As well as call centres, firms offering software and web development, data services and technical support are attracting business from foreign companies finding it cheaper to sub-contract abroad.
Growth in the sector has rocketed at up to 25 percent annually in recent years, helping Bulgaria's economy to rebound to growth of 0.9 percent in 2013 after shrinking 5.0 percent in 2009. The 22,000 people employed in outsourcing generated up to three percent of Bulgaria's gross domestic product in 2013, according to the Bulgarian Outsourcing Association, with turnover of more than one billion leva (510 million euros, $685 million). The industry profits from top-quality IT specialists, as well as the wide range of over 20 languages other than English taught in Bulgarian high schools and universities.
"Bulgaria ranks third world-wide in the number of certified software engineers and first in the number of IT specialists per capita," Deputy Economy Minister Krasin Dimitrov told a recent outsourcing conference in Sofia.
Excellent Internet and telecommunication services, as well as a pre-crisis surge in high-quality office real estate, have also contributed to the boom.
According to outsourcing association chairman Stefan Bumov, the burgeoning industry has the potential to employ two or even three times more people - a promising prospect in a country where more than a quarter of youngsters are unemployed.

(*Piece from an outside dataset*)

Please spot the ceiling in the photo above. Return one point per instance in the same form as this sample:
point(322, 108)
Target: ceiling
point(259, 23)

"The demand for this type of services is set to grow and we could double - and why not even triple - the industry in the next two to three years," Bumov told AFP. His company Sofica Group started with 30 people in 2007 and has grown to become the largest home-grown player in the sector, with more than 900 employees. In March it was snapped up by US-based firm Teletech, and other foreign outsourcing giants have also bought local firms. A number of global players have also set up shop in Bulgaria including Adecco, IBM and Sutherland.